連載エッセイ「ねえねえ聞いて」では、Voice Up Japan 明治支部のライティングメンバーたちが、日常の中で様々なことに揺れ動く自分の感情を、等身大の文章で綴ります。毎月、「ねえねえ聞いて~!」と、話しかけますのでぜひ楽しみながら読んでくださると嬉しいです!


(今回は特別編として、2021年度の代表を務め、実はライティングチームでの発起人でもあるひなさんにエッセイを書いていただきました!)


 

 「アクティビスト」という言葉はずっと、どこか遠い存在のようだった。私よりも勇気がある人、知識がある人、弁の立つ人、そうした〈すごい人〉がなるものなのだと。

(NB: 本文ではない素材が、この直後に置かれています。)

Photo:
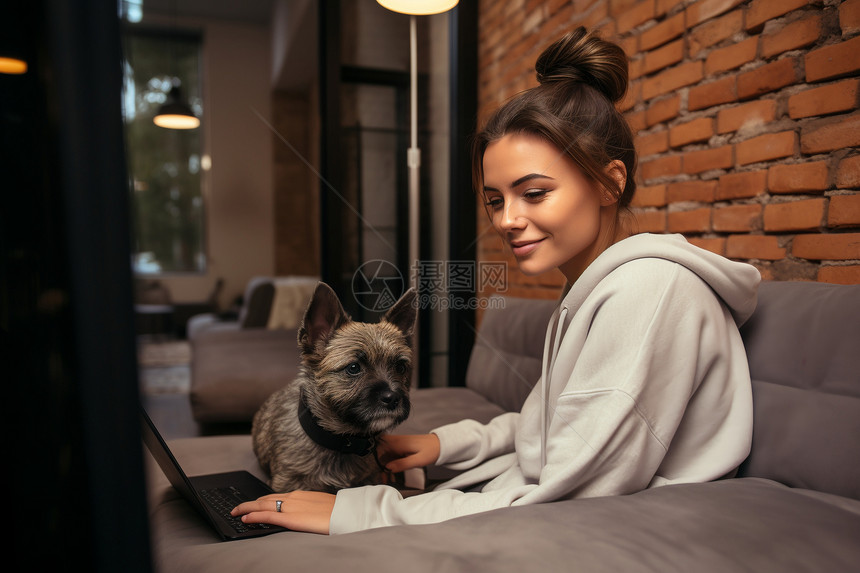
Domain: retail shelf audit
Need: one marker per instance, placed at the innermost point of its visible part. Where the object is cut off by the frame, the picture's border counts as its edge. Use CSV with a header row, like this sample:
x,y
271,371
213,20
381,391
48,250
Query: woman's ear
x,y
618,173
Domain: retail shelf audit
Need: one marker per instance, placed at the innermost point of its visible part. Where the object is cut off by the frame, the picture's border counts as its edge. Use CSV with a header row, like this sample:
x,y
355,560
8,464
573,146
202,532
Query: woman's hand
x,y
400,453
299,510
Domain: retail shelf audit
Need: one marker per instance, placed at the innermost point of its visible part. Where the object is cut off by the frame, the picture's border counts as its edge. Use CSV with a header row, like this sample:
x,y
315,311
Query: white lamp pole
x,y
413,155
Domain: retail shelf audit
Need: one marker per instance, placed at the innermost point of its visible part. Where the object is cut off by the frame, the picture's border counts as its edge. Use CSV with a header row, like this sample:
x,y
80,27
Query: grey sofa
x,y
795,505
237,364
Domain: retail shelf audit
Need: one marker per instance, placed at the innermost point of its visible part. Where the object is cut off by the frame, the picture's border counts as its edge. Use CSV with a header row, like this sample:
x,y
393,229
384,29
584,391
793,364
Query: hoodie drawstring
x,y
546,375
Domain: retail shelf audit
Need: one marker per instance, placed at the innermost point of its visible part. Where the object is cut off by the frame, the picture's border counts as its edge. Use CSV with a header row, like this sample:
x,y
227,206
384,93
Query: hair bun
x,y
583,57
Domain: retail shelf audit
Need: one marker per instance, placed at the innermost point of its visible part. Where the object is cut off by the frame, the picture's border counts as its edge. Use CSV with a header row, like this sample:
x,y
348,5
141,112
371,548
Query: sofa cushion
x,y
232,373
729,525
505,362
803,346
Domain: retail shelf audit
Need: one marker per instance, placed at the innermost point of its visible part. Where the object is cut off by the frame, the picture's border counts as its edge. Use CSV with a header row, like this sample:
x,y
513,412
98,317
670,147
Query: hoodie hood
x,y
735,283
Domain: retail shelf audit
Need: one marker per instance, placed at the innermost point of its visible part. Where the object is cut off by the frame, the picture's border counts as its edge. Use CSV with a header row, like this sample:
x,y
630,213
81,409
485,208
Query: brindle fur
x,y
342,401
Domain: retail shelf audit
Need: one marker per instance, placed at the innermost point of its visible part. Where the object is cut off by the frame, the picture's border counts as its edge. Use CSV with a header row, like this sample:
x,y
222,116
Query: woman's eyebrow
x,y
529,177
522,180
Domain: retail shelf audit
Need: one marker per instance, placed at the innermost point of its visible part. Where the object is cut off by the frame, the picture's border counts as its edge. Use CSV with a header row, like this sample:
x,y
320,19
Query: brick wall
x,y
746,121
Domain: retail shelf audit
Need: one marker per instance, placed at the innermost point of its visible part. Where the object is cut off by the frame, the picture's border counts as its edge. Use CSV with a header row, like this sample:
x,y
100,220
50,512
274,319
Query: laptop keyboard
x,y
223,500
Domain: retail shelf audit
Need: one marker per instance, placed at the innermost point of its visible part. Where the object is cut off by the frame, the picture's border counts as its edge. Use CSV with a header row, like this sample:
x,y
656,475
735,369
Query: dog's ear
x,y
404,312
323,317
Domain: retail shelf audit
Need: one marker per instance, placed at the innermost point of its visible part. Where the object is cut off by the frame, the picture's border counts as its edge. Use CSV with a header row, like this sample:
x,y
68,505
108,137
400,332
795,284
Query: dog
x,y
320,432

当然、自分はアクティビストになんてなれるはずもなく、大学の友人と社会問題について話すだけでも少し緊張するのに、人の前に立って政治的な発言をするだなんて想像もできない、というような状態だった。


 そんな私は、しかし、知らぬ間にアクティビストになっていた。今月で、私は2021年度Voice Up Japan明治大学支部の代表という役目を終える。

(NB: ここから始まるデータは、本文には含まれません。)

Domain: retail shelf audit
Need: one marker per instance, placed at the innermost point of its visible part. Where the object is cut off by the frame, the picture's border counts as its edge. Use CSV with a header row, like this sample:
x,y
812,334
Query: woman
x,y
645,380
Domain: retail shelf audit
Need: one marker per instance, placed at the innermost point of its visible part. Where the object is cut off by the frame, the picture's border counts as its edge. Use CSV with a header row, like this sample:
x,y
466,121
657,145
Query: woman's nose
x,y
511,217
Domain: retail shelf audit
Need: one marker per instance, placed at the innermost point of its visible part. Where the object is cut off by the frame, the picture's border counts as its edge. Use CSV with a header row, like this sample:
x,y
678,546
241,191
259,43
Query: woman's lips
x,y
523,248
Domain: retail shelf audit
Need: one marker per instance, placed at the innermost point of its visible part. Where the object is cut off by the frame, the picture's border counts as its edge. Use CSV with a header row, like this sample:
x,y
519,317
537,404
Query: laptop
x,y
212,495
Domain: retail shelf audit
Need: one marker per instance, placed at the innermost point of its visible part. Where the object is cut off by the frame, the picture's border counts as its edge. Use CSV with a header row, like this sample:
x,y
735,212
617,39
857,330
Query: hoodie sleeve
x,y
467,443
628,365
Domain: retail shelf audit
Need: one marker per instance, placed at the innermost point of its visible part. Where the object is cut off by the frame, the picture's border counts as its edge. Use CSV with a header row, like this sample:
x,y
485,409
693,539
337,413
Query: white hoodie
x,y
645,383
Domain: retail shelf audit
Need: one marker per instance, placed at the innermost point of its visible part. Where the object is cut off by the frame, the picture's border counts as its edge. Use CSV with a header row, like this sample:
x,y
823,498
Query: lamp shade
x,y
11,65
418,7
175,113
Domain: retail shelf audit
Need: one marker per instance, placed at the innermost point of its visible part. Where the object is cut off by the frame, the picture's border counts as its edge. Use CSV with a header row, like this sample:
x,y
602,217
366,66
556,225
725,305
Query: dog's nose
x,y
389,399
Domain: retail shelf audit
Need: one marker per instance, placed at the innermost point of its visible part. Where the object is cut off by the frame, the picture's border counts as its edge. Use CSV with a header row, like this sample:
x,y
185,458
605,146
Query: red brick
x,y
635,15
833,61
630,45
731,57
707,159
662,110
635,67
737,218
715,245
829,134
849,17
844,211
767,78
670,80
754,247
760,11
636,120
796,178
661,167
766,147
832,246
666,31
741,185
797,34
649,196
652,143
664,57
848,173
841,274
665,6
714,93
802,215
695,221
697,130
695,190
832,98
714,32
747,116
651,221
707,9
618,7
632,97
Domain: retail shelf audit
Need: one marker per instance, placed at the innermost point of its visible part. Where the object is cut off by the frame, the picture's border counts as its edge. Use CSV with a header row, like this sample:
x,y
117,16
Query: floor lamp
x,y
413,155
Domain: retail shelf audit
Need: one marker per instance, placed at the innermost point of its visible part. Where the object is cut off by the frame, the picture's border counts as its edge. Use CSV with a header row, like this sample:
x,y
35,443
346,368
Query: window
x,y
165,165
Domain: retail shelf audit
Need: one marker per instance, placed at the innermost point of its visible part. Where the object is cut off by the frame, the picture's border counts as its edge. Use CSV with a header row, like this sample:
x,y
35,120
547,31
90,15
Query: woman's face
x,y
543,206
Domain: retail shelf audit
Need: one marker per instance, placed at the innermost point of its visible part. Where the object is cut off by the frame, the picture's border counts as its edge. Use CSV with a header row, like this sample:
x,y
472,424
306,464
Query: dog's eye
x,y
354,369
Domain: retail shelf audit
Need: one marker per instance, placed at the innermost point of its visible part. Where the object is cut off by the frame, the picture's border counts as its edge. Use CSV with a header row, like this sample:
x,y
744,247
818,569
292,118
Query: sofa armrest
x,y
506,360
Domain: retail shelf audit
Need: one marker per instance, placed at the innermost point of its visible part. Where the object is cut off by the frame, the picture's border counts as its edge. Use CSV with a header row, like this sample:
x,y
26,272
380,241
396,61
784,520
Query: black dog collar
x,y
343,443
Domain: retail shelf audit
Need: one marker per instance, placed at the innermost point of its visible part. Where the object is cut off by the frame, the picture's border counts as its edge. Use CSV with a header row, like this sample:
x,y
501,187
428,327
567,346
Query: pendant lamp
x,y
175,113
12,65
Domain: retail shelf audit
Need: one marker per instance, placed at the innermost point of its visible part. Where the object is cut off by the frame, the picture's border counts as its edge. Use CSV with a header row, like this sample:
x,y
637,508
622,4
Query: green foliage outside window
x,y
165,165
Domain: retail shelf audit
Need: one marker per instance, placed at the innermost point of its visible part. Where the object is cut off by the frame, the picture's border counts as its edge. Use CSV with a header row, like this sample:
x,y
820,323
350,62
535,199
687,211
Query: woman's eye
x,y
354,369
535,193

 全ての始まりは、2020年6月だった。大学の先輩が「誰か一緒にやりませんか」と、Voice Up Japan明治大学支部の設立を手伝ってくれる人をSNSで募集していた。その呼びかけを見て、「先輩となら、大学で学んだ知識も生かしながら、やりがいのあることができそう」だと思った。知っている社会問題を知識だけにしておくことのもどかしさも、これでなくすことができるのではないかという期待もあった。そうして先輩に「やりたいです」とメッセージを送ったその瞬間、気付かぬうちに私はアクティビストへの第一歩を踏み出していた。一番段差が高かったのはその第一歩だったのだろうか。当時は何も考えていなかったし、終わりの見えないステイ・ホームに飽き飽きしていたのかもしれない。


 私はその後Voice Up Japan明治大学支部に入り、2021年度には代表を務めさせてもらったが、一度も〈登壇〉というものをしなかった。


 以前の私にとって、アクティビストといえば「登壇」。公の前に立ってマイクを持ち、大きな声で「私たちはこうしなければならない。今世界では、このようなことが起こっているのだ」と語りかけることが、私がイメージする、アクティビストが起こすアクションだった。しかし、私はそうしたアクションを一度も行なっていない。


 登壇しなかった理由は単純なことで、私にとって登壇は、最も効果を出せて心地よいアクションではなかったから。人前に立って話すことは嫌いではないが、自分が考えているこれからのキャリアや、その他の個人的な状況を考えると、公の場に立って政治的発言をすることのリスクを考えずに行動することはできなかった。そして何より、私には他に自信を持ってできるアクション方法があった。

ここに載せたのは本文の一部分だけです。